If we look at insurance, healthcare, banking, manufacturing or even retail in particular, we find a large chunk of paper trails. Efficiency, customer service, and competitiveness have in the past often relied on paper trails. Now, with employees working from home and facing restricted movement, intelligent automation can streamline and manage these paper trails. AI-enabled automation can sort through semi-structured or unstructured data and remove existing limitations on data extraction from documents.

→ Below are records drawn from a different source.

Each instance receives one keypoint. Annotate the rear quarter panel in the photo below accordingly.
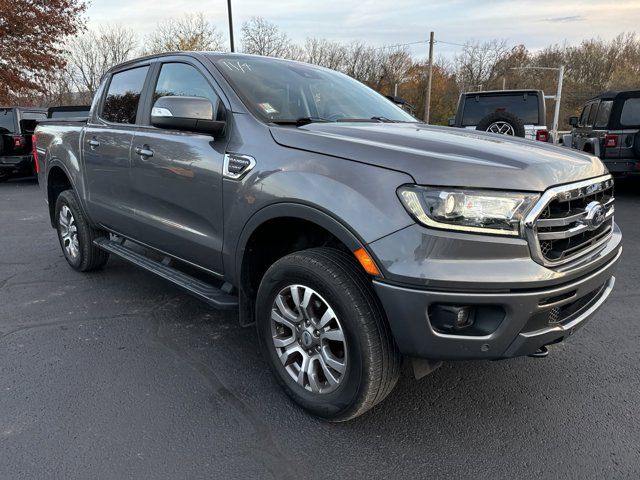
(58, 146)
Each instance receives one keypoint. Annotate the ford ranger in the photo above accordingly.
(353, 236)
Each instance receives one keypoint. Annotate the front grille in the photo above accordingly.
(571, 221)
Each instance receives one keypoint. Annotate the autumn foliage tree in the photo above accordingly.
(31, 35)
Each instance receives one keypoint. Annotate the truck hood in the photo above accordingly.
(446, 156)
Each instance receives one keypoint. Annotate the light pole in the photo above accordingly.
(230, 26)
(557, 97)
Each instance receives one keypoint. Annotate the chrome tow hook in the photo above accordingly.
(542, 352)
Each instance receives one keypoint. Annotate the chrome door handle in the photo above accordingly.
(144, 151)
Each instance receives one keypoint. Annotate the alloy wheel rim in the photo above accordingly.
(69, 232)
(503, 128)
(308, 339)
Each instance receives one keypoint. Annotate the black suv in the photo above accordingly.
(609, 127)
(519, 113)
(16, 128)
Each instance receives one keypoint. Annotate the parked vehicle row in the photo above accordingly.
(351, 234)
(17, 125)
(609, 127)
(517, 113)
(16, 128)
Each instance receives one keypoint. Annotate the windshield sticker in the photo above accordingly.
(267, 108)
(237, 66)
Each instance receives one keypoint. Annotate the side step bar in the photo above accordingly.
(205, 291)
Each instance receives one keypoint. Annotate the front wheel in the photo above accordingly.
(76, 235)
(325, 334)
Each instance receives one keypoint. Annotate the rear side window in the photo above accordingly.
(33, 115)
(592, 114)
(604, 112)
(7, 121)
(123, 96)
(184, 80)
(585, 115)
(523, 106)
(630, 116)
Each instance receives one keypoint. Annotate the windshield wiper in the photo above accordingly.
(370, 119)
(301, 121)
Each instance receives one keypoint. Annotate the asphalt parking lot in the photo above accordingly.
(117, 374)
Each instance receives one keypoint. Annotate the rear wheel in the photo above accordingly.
(325, 334)
(76, 235)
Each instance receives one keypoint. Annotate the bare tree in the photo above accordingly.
(260, 37)
(395, 64)
(92, 54)
(477, 62)
(191, 32)
(361, 62)
(325, 53)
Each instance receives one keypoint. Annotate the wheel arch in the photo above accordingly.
(315, 228)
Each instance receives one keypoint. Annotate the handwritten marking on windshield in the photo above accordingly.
(237, 66)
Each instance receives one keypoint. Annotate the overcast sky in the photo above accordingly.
(383, 22)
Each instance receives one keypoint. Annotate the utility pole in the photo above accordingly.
(230, 26)
(556, 113)
(557, 97)
(427, 103)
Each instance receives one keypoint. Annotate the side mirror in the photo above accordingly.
(191, 114)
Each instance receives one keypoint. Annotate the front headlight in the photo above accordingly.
(479, 211)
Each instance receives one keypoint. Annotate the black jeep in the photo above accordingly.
(16, 128)
(609, 127)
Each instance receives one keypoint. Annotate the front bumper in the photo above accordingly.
(525, 326)
(17, 163)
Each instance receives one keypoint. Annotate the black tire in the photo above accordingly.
(374, 361)
(516, 124)
(88, 257)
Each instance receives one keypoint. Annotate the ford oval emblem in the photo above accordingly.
(596, 215)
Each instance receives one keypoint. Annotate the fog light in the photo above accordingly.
(451, 317)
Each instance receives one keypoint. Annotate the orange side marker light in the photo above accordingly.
(367, 262)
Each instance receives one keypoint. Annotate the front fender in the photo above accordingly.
(357, 203)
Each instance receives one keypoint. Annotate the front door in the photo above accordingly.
(106, 147)
(176, 178)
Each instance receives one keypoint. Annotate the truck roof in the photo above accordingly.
(504, 92)
(612, 94)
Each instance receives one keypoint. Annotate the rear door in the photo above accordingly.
(177, 189)
(106, 146)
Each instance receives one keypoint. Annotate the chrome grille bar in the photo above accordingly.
(561, 227)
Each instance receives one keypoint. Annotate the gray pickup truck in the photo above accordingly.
(352, 235)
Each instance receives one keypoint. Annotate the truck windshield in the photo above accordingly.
(7, 121)
(282, 91)
(523, 106)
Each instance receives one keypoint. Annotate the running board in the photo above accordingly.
(214, 296)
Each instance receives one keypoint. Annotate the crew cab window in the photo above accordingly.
(592, 114)
(523, 106)
(181, 79)
(123, 96)
(604, 112)
(630, 116)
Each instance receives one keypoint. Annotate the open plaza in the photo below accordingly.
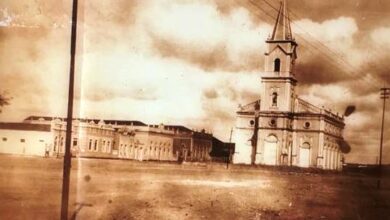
(30, 188)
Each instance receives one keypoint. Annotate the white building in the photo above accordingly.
(280, 128)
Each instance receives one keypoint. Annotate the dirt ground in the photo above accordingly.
(30, 188)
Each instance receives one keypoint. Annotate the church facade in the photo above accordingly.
(280, 128)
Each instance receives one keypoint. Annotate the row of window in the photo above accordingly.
(22, 140)
(105, 145)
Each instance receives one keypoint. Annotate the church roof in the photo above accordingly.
(282, 28)
(251, 107)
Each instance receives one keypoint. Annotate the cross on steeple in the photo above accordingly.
(282, 28)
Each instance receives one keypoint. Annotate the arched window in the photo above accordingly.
(274, 99)
(277, 65)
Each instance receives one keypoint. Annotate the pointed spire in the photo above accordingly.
(282, 29)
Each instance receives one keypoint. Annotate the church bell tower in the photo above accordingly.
(278, 82)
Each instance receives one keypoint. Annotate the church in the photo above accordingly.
(280, 128)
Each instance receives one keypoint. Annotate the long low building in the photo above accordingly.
(45, 136)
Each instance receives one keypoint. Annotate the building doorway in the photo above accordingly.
(304, 155)
(270, 150)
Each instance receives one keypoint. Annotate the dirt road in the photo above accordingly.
(105, 189)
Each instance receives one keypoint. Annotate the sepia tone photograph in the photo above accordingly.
(194, 109)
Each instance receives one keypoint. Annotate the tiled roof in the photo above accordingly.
(24, 126)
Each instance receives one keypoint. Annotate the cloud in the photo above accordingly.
(200, 34)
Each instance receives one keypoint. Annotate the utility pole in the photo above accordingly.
(67, 156)
(229, 148)
(385, 92)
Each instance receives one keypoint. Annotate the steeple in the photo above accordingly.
(282, 28)
(279, 78)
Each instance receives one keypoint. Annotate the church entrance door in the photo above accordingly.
(304, 155)
(270, 153)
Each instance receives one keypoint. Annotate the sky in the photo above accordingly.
(193, 62)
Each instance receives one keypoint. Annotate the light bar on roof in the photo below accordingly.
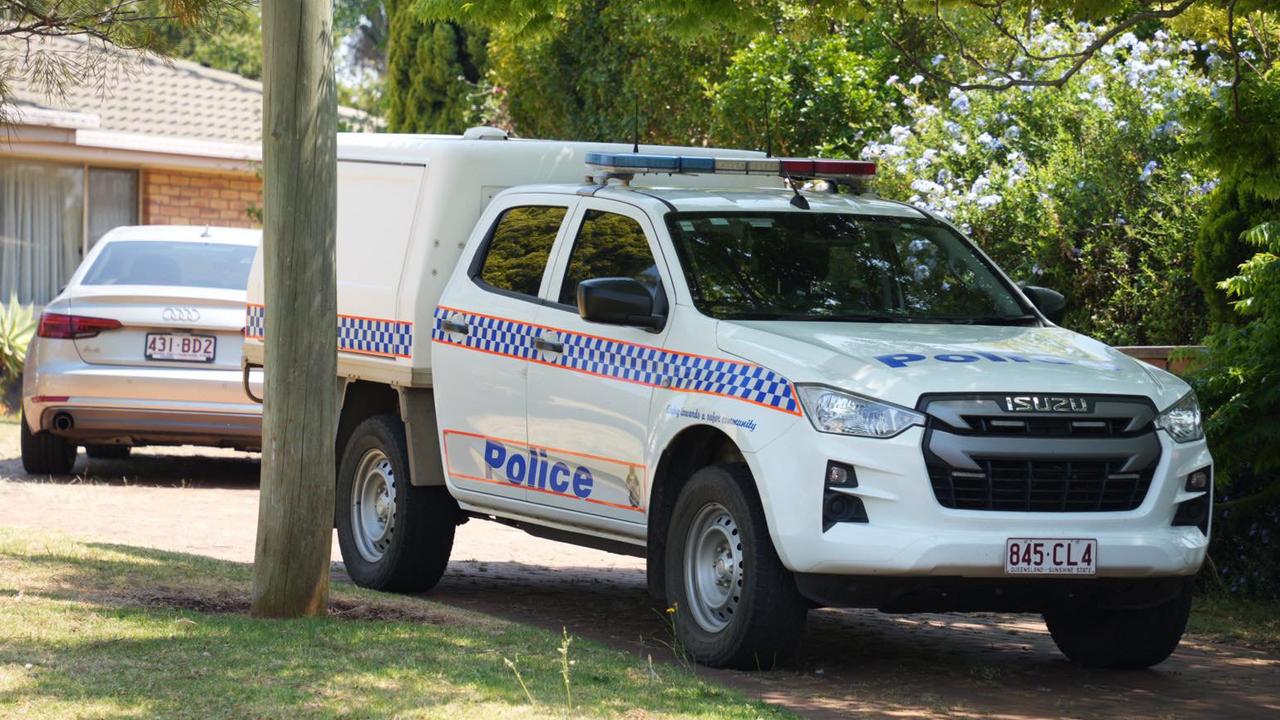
(801, 168)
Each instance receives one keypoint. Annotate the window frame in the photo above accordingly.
(565, 251)
(481, 253)
(983, 259)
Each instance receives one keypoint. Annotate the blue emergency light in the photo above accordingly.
(799, 168)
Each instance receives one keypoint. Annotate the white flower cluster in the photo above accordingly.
(963, 156)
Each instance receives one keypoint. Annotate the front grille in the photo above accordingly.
(982, 455)
(1047, 427)
(1040, 486)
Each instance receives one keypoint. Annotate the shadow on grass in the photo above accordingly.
(108, 632)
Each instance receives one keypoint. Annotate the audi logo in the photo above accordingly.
(181, 314)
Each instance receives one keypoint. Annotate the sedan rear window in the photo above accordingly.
(181, 264)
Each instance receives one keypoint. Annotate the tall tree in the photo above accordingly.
(300, 168)
(434, 73)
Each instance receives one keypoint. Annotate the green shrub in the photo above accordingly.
(1239, 386)
(17, 327)
(1080, 188)
(813, 95)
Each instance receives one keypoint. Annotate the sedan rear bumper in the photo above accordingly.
(141, 425)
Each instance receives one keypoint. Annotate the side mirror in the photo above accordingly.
(1047, 301)
(617, 301)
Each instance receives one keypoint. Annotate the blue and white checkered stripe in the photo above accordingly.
(255, 320)
(370, 336)
(622, 360)
(366, 336)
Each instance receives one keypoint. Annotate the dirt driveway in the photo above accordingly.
(854, 662)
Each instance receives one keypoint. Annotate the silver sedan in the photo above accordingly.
(144, 347)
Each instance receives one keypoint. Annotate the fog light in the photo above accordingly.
(841, 474)
(840, 507)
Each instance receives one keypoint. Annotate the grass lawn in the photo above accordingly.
(104, 630)
(1235, 620)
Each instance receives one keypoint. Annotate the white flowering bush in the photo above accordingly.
(1082, 188)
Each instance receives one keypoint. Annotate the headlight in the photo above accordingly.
(1182, 419)
(848, 414)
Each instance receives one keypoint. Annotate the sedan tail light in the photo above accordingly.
(71, 327)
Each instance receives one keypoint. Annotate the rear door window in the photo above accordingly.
(609, 245)
(519, 247)
(172, 264)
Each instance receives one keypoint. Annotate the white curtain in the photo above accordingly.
(113, 200)
(41, 227)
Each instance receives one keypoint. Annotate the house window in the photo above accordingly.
(42, 220)
(113, 200)
(41, 227)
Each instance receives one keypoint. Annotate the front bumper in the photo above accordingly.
(909, 533)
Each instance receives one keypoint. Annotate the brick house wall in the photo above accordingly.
(177, 197)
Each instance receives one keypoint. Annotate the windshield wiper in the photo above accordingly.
(990, 320)
(812, 318)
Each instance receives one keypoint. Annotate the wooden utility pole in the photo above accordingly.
(300, 121)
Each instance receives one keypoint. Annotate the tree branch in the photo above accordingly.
(1008, 80)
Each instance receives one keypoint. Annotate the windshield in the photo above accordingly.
(183, 264)
(837, 267)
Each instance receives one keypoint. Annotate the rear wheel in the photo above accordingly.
(1123, 639)
(393, 536)
(735, 604)
(45, 454)
(108, 451)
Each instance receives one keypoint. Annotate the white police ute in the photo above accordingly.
(781, 391)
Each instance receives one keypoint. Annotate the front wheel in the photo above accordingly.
(393, 536)
(1121, 639)
(735, 604)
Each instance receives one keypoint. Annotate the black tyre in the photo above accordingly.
(393, 536)
(45, 454)
(1121, 639)
(108, 451)
(736, 605)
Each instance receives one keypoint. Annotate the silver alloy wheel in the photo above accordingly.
(713, 568)
(373, 505)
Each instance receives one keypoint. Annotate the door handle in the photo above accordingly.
(548, 345)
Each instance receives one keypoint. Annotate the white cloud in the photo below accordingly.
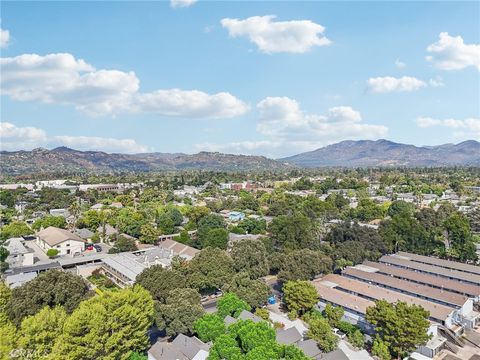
(437, 82)
(295, 36)
(466, 128)
(389, 84)
(4, 38)
(101, 144)
(62, 79)
(182, 3)
(27, 138)
(286, 129)
(180, 103)
(15, 138)
(451, 53)
(400, 64)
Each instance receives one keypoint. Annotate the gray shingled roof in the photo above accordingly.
(54, 236)
(288, 336)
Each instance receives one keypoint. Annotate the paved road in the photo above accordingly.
(210, 306)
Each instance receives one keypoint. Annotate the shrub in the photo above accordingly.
(52, 253)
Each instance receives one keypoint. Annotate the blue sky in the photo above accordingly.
(224, 76)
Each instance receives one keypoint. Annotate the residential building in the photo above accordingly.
(60, 212)
(182, 250)
(19, 255)
(124, 268)
(181, 348)
(62, 240)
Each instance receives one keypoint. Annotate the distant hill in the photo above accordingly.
(67, 160)
(367, 153)
(363, 153)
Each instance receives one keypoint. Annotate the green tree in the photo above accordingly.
(254, 292)
(206, 224)
(262, 313)
(55, 221)
(231, 304)
(148, 234)
(252, 335)
(209, 270)
(184, 238)
(109, 326)
(39, 332)
(179, 312)
(137, 356)
(356, 338)
(8, 335)
(292, 352)
(3, 253)
(91, 219)
(51, 253)
(50, 288)
(176, 216)
(321, 332)
(380, 349)
(130, 222)
(217, 238)
(294, 232)
(209, 327)
(333, 314)
(251, 256)
(303, 264)
(166, 224)
(122, 243)
(400, 326)
(299, 296)
(195, 213)
(400, 207)
(15, 229)
(225, 347)
(160, 281)
(460, 237)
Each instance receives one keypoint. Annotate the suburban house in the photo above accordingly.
(62, 240)
(60, 212)
(182, 348)
(124, 268)
(182, 250)
(18, 254)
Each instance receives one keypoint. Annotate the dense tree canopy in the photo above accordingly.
(109, 326)
(209, 270)
(254, 292)
(299, 296)
(15, 229)
(50, 288)
(231, 304)
(179, 312)
(38, 332)
(294, 232)
(209, 327)
(303, 264)
(159, 281)
(250, 256)
(400, 326)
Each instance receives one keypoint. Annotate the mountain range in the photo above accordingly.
(362, 153)
(368, 153)
(66, 160)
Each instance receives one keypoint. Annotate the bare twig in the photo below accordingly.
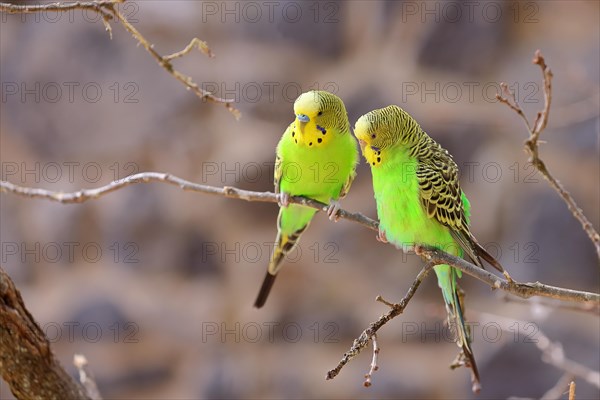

This can speed post-pandemic recovery, allowing companies to return to ‘business as usual’ and augment straight-through processing rate.

Automation can also positively impact customer and employee satisfaction. By optimising customer experiences while protecting client data, automation platforms can dramatically improve an employee’s daily productivity. It can enable customer service and procurement employees to perform routine tasks with far greater efficiency and accuracy. Additionally, automation technology can seamlessly integrate with third-party tools which can make accounting and payroll tasks simpler with less human intervention. It’s commonly accepted knowledge now that robotic process automation (RPA) components within such processes boost business objectives and ensure that an enterprise can continue operations smoothly.

Currently, enterprises are primarily focussing on surviving the scenario and sustaining workforce and operations. But companies will also need to invest in technologies to speed up recovery. Intelligent automation is expected to feature high on that list as it will become a boardroom-driven strategy, requiring buy-in from business and IT teams together.

Changing skills in an automation-led recovery

The post-pandemic business world is looking increasingly different and there is acceptance of work-from-anywhere, a rise of the gig economy and a renewed consideration of human emotions at the workplace. This is reshaping HR policies as well as business operations. Automation is a key factor in each of these shifts, as enterprises are increasingly turning to bots to work alongside humans in a collaborative and mutually beneficial way.

Some industries are also witnessing paradigm shifts as demand contraction is leading to a situation of ‘excess talent’. Enterprises are, thus, giving their workers the platform to upskill themselves and focus on more creative and value-addition tasks. From a technical viewpoint, basic coding skills, communication and collaboration skills, and the ability to innovate novel products is something employees are focussing on. In these instances, automation also has a critical role to play.

The changes are not limited to middle or lower management. Approaching the post-pandemic workplace is also leading the strategic layer of enterprises, including the top leadership and C-level executives, to get actively involved in the technological transformation of business operations. With the importance of leveraging technology in operating models becoming clearer, seismic changes in the mindset and skills of employees regarding technology are fuelling the post-pandemic recovery.

In boardrooms across the country, digital transformation has become more important than ever. RPA and intelligent automation have become more visible and their benefits more widely accepted. To fuel post-pandemic recovery, intelligent automation is one of the most potent weapons that enterprises can turn to. It can boost efficiency, customer retention, and brand visibility. The post-Covid-19 world will look very different, and how well companies leverage data in this era will determine their relevance and importance.

Views are personal. The author is executive vice president-India, Middle East and Africa, Automation Anywhere.